Some of the girls in her classes looked at her the same way I did. All fresh-faced with their perky breasts and innocent wide eyes. In a way I pitied them because we were a part of the same club, the lonely hearts that had had the misfortune of encountering the most beautiful, the most intoxicating woman in the world.
Chapter 2
You may be wondering why none of us stand any chance with Lucy, well, that's because on her finger sits a gold band. She's been married (happily, as far as I know) for about six years now. I've met her wife a few times, a pleasant lady named Wendy, and I was struck by how plain-looking she was. I know that sounds incredibly bitchy of me, and it's probably just my own jealousy talking, but she just seemed so... undeserving of Lucy. What had she done to win Lucy's heart? II asked Lucy that once and all she had said to me was that Wendy had been there for her when she needed her.
She made falling in love sound so simple but it's the hardest thing I've ever had to do. It's painful and torturous. Every day I feel like my heart is going to rip open and all the sadness is going to pour out and flood the world, sending it into years of darkness. Some nights I lay in bed and look out at the stars and feel the melancholy consume me. I stretch out across the empty sheets and close my eyes, imagining so hard that Lucy is in the same bed as me that I can almost feel my skin brush hers. But then I'm reminded that it's all make-believe and the illusion is dispelled. I sigh as I look around at the shadows that surround me and my body is wounded by the agonies of loneliness.
On those nights I curled up into a ball, wishing that I would disappear from existence because the pain of not being able to have what I wanted was just too much. Lucy plagued my thoughts. My mind raced with fantasies of us running away together. I thought endlessly off what it would be like to be scorched by a kiss from her, or even just to feel her warm embrace. Sometimes in class our hands would brush and I would feel a spark of electricity. Did she feel it too? Surely she must have... and there was often playfulness in her eyes. But she was married and she was too good of a woman to transgress against the promise that she made.
I didn't blame her either, because my love for her was of my own doing, and she wasn't malicious in any way. I imagine she was the type of woman that was used to people loving her, and she merely saw it as a natural way of life. There are people who love, and there are people who are loved. The sad thing is that most love in the world is unrequited, an impossibility dreamed by people who should know better and yet are powerless to struggle against the forces tearing them apart.

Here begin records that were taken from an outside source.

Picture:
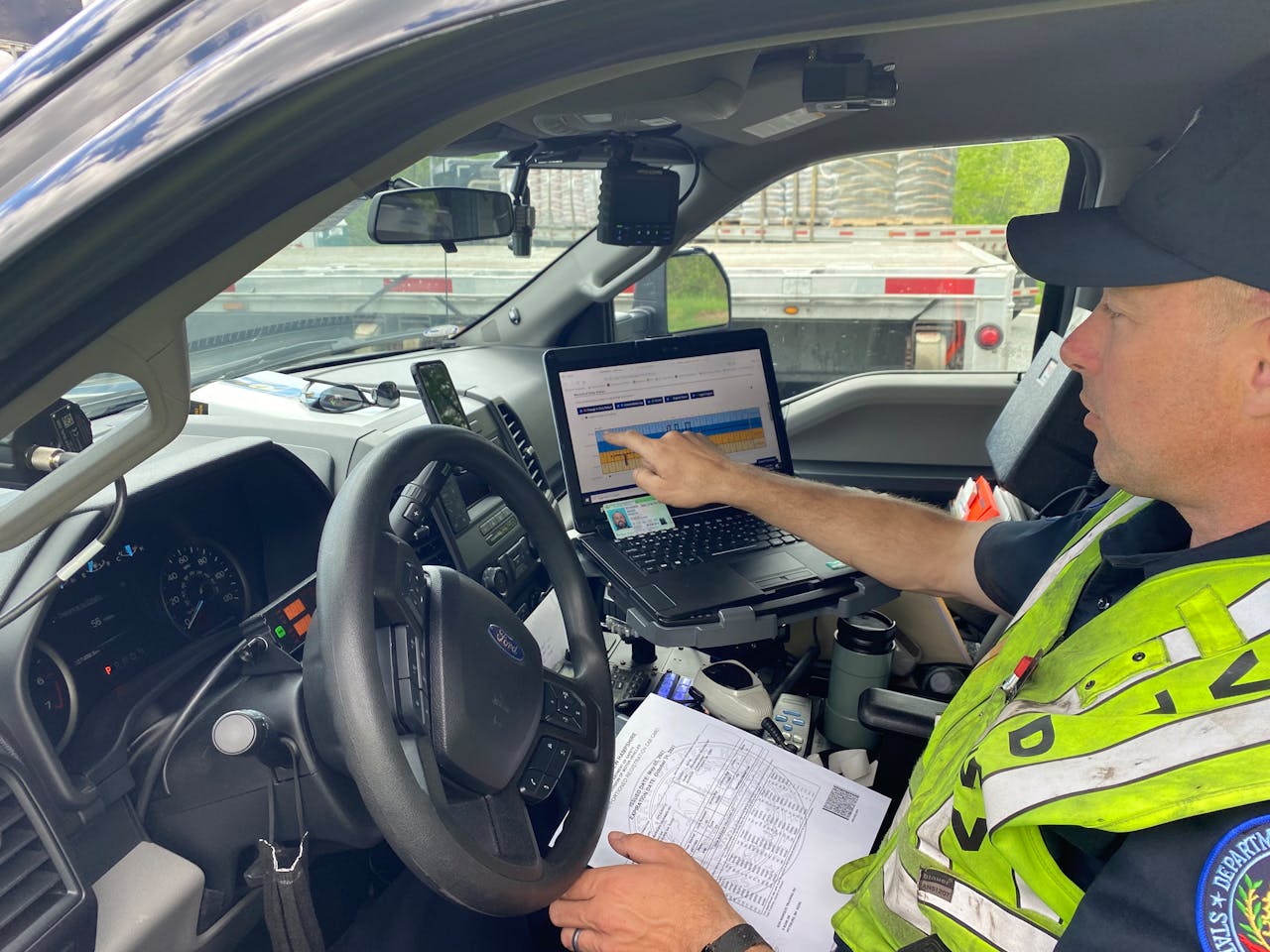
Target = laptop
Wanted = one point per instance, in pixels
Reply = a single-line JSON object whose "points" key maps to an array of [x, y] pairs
{"points": [[680, 565]]}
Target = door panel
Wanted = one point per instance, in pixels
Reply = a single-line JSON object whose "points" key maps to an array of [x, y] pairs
{"points": [[915, 434]]}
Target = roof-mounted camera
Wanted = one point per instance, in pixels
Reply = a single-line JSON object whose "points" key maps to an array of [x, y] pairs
{"points": [[848, 82]]}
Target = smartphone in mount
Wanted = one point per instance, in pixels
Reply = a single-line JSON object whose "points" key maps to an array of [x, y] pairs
{"points": [[437, 391]]}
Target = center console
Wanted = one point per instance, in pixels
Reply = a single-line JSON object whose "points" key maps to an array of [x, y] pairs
{"points": [[472, 530]]}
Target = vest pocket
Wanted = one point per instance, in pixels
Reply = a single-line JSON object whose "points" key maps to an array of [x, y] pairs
{"points": [[1125, 666]]}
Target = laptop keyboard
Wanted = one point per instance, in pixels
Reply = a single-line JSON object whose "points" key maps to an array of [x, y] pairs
{"points": [[697, 542]]}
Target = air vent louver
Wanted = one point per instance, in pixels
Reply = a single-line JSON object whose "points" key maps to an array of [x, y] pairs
{"points": [[524, 447], [31, 884]]}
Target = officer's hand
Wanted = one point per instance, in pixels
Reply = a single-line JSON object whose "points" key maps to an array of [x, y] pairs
{"points": [[665, 902], [681, 468]]}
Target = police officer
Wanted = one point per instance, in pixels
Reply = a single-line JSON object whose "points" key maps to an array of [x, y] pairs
{"points": [[1100, 780]]}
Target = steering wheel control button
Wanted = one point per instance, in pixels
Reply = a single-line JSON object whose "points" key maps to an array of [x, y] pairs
{"points": [[534, 787], [495, 580], [545, 770], [564, 708]]}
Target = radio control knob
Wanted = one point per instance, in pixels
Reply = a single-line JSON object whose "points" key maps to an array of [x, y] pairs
{"points": [[495, 580]]}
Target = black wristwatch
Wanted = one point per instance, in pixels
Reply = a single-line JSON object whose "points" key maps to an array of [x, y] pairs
{"points": [[738, 938]]}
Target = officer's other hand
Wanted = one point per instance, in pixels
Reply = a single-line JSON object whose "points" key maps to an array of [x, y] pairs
{"points": [[680, 468], [665, 902]]}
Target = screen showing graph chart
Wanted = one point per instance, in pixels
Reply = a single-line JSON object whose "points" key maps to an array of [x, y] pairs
{"points": [[720, 397]]}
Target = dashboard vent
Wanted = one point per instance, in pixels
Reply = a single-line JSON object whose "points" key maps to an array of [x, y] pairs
{"points": [[524, 447], [31, 885]]}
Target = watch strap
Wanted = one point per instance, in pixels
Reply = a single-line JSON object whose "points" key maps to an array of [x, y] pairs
{"points": [[738, 938]]}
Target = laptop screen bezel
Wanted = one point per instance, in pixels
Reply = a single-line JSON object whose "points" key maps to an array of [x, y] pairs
{"points": [[557, 361]]}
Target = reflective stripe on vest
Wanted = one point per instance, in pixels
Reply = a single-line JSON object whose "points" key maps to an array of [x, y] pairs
{"points": [[1147, 714]]}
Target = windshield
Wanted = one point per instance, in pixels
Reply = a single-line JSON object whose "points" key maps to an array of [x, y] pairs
{"points": [[333, 291]]}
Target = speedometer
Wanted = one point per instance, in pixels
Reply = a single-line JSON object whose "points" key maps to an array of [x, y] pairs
{"points": [[200, 589]]}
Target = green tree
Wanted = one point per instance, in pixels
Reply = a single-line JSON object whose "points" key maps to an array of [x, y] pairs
{"points": [[997, 181]]}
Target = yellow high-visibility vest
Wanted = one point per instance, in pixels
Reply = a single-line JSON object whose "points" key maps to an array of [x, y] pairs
{"points": [[1156, 710]]}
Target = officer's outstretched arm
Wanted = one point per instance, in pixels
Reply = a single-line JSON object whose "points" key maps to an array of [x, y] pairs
{"points": [[907, 544]]}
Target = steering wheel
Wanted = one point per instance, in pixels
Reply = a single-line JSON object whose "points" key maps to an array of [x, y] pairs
{"points": [[443, 711]]}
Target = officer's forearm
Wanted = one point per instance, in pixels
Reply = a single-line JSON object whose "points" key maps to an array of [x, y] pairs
{"points": [[906, 544]]}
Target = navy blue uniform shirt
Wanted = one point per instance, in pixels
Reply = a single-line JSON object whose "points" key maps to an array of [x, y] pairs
{"points": [[1139, 888]]}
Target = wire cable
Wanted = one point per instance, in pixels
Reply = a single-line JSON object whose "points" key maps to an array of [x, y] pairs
{"points": [[79, 561], [164, 749]]}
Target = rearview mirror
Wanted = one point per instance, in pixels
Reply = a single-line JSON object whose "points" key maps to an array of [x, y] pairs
{"points": [[418, 216], [689, 293], [698, 296]]}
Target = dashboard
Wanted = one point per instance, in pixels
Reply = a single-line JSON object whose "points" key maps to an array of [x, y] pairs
{"points": [[218, 529], [199, 548], [218, 532]]}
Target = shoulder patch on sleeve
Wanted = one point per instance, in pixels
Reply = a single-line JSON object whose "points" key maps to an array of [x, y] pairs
{"points": [[1232, 898]]}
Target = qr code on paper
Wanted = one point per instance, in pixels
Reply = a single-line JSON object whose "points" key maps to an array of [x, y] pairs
{"points": [[842, 802]]}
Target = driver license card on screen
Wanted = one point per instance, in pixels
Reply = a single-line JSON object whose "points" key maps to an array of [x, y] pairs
{"points": [[634, 517]]}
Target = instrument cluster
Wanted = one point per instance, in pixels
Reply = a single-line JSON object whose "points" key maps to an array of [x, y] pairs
{"points": [[143, 598]]}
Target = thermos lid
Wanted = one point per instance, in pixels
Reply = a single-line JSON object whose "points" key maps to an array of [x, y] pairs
{"points": [[867, 634]]}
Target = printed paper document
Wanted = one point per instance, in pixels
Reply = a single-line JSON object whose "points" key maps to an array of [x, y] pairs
{"points": [[769, 825]]}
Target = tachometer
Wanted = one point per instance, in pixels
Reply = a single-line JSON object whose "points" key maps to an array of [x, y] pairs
{"points": [[200, 589], [53, 690]]}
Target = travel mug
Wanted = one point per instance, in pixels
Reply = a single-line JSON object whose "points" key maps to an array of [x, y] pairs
{"points": [[861, 658]]}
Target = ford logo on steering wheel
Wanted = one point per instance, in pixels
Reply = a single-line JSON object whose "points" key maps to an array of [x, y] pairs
{"points": [[509, 645]]}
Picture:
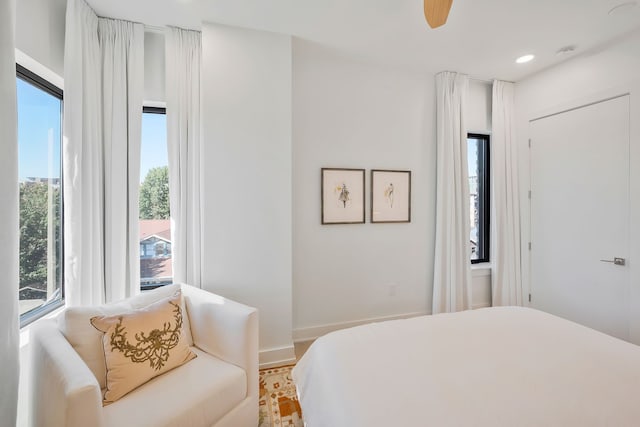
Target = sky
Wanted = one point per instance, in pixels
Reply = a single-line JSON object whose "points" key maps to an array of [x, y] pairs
{"points": [[39, 115]]}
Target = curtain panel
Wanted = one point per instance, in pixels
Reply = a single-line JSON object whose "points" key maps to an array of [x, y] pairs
{"points": [[9, 219], [101, 152], [183, 65], [506, 256], [452, 265]]}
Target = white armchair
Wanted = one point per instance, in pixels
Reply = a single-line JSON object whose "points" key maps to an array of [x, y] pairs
{"points": [[219, 388]]}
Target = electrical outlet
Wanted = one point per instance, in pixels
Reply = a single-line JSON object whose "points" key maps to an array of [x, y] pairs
{"points": [[392, 289]]}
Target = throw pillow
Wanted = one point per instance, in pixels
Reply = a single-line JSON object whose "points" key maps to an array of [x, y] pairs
{"points": [[142, 344]]}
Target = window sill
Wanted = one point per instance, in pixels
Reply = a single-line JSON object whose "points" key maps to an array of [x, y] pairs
{"points": [[481, 269]]}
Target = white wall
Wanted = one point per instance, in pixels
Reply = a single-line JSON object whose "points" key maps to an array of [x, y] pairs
{"points": [[246, 116], [609, 71], [479, 107], [40, 31], [352, 114], [154, 68]]}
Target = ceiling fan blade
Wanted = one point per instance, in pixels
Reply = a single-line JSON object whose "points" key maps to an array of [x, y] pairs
{"points": [[437, 11]]}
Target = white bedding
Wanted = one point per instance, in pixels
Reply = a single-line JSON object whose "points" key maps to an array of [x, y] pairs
{"points": [[491, 367]]}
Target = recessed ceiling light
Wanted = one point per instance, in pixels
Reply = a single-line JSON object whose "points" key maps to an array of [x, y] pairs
{"points": [[622, 7], [524, 58], [566, 50]]}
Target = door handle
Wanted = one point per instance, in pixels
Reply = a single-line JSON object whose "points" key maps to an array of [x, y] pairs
{"points": [[616, 261]]}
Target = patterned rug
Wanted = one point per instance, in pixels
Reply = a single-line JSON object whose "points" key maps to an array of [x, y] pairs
{"points": [[279, 405]]}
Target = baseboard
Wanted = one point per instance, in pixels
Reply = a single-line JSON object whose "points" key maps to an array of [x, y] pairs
{"points": [[278, 356], [309, 334]]}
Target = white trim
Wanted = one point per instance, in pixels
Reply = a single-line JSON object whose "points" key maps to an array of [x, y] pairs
{"points": [[40, 70], [314, 332], [277, 356], [156, 236], [156, 104]]}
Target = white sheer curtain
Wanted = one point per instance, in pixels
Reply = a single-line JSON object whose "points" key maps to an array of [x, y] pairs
{"points": [[122, 49], [101, 153], [452, 265], [506, 274], [183, 59], [9, 223]]}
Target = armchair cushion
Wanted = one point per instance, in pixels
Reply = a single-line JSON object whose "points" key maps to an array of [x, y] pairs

I have tried to forget Lucy and push her to the back of my mind, but it seems to be a futile endeavor. Lovers came and went. I tried to kindle a flame similar to the one that burned in my heart for Lucy, but they all just fizzled out. I even entered into a torrid affair with a student that led to a very disapproving lecture from Lucy. I almost lost my job because of it but Lucy stepped in to save me. Losing my job wasn't the worst part, it was the look on Lucy's face when she realized what I had done. I don't even know what possessed me to do it in the first place. I could see the way Mandy was looking at Lucy, the way she always went up to her after class and stood next to her, pushing her breasts together and letting her blonde hair fall over her face, always asking to see Lucy in her office. I burned inside and I knew that Mandy knew it. So I seduced her first, making sure that she wouldn't get into Lucy's bed. It was stupid and immature and the sex was angry, and it probably pushed me further away from Lucy but I was a wreck.